In quel gigantesco rollerball televisivo che da molti anni ormai è diventato il gioco del calcio, una colonizzazione dell’inconscio collettivo, dare un’occhiata ogni tanto alla Coppa d’Africa, che si sta disputando questo mese – lo si può fare integralmente su Discovery+, oppure limitandosi a consultare gli highlights in Rete – rappresenta una vera boccata d’ossigeno. Ecco la meraviglia del football d’epoca: le ambulanze parcheggiate a bordo campo, sportelloni aperti accanto alle bandierine dove si batte il corner, inni sbagliati, arbitri improbabili e surreali, estremi salvataggi sulla linea, portieri che escono dall’area cercando farfalle, passaggi stralunati e poetici, punizioni d’altri tempi a foglia morta, alla Mariolino Corso. Perché non ammetterlo? Una volta anche noi eravamo così.

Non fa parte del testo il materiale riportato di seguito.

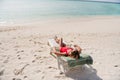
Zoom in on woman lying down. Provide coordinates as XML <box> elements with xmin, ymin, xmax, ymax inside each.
<box><xmin>52</xmin><ymin>37</ymin><xmax>82</xmax><ymax>59</ymax></box>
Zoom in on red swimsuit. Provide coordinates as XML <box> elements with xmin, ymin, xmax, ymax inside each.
<box><xmin>60</xmin><ymin>46</ymin><xmax>73</xmax><ymax>56</ymax></box>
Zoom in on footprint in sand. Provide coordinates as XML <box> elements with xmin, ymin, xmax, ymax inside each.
<box><xmin>0</xmin><ymin>69</ymin><xmax>5</xmax><ymax>76</ymax></box>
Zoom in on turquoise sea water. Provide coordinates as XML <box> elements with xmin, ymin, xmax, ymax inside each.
<box><xmin>0</xmin><ymin>0</ymin><xmax>120</xmax><ymax>24</ymax></box>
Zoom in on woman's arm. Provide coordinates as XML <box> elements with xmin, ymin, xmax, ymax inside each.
<box><xmin>52</xmin><ymin>47</ymin><xmax>65</xmax><ymax>56</ymax></box>
<box><xmin>74</xmin><ymin>45</ymin><xmax>82</xmax><ymax>53</ymax></box>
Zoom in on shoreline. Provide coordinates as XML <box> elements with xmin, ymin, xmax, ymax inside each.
<box><xmin>0</xmin><ymin>16</ymin><xmax>120</xmax><ymax>33</ymax></box>
<box><xmin>0</xmin><ymin>17</ymin><xmax>120</xmax><ymax>80</ymax></box>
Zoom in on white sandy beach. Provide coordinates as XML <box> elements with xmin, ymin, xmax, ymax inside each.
<box><xmin>0</xmin><ymin>16</ymin><xmax>120</xmax><ymax>80</ymax></box>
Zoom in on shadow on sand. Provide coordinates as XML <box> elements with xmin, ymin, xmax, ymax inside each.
<box><xmin>65</xmin><ymin>65</ymin><xmax>102</xmax><ymax>80</ymax></box>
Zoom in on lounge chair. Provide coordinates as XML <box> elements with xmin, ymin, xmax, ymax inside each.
<box><xmin>48</xmin><ymin>39</ymin><xmax>93</xmax><ymax>73</ymax></box>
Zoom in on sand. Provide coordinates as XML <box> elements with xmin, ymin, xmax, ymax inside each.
<box><xmin>0</xmin><ymin>16</ymin><xmax>120</xmax><ymax>80</ymax></box>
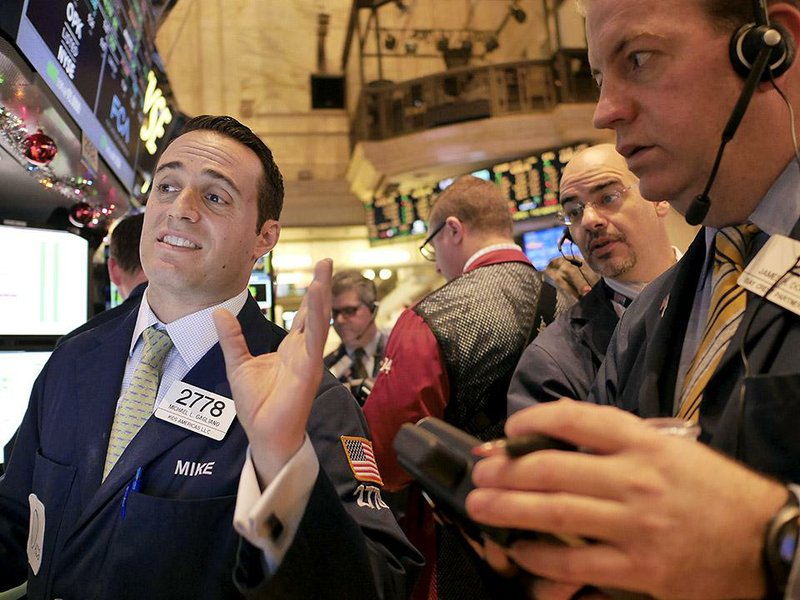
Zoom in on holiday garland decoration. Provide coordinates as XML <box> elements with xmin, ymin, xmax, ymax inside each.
<box><xmin>0</xmin><ymin>105</ymin><xmax>116</xmax><ymax>227</ymax></box>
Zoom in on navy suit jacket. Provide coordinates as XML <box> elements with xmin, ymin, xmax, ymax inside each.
<box><xmin>508</xmin><ymin>279</ymin><xmax>619</xmax><ymax>415</ymax></box>
<box><xmin>0</xmin><ymin>298</ymin><xmax>419</xmax><ymax>600</ymax></box>
<box><xmin>56</xmin><ymin>281</ymin><xmax>147</xmax><ymax>347</ymax></box>
<box><xmin>591</xmin><ymin>223</ymin><xmax>800</xmax><ymax>482</ymax></box>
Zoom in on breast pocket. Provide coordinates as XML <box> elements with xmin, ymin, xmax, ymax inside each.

Io tifo Gambia, il più piccolo stato del continente nero, una spada dentro il fodero del Senegal, per ragioni speciali. Qualche anno fa ero a Banjul, la capitale, vecchia roccaforte britannica sullo sperone di fronte all’oceano Atlantico, insieme a Tijan, mio ex allievo, emigrato in Italia: stavamo andando a Sare Gubu, il villaggio dove viveva sua madre, miracolosamente ritrovata dopo un lungo periodo di lontananza: lui voleva farla conoscere al suo professore di lettere. In attesa della macchina che ci avrebbe condotti nel paese d’origine, alloggiavamo al Paradise Hotel e, insieme a Marco, avvocato amico nostro, ce ne andavamo in giro per la città, a Serekunda, fra il mercato del pesce, la moschea e il dirupato centro urbano. Dovunque rivolgessimo lo sguardo, spuntavano bambini che giocavano a pallone: fra loro di sicuro ci sarà stato Ebrima Darboe, nato e cresciuto nel quartiere di Bakoteh. Mi sono fatto un po’ di conti: allora il futuro campioncino doveva avere undici anni e, a quanto si dice, già spopolava sulle strade e nei campetti limitrofi.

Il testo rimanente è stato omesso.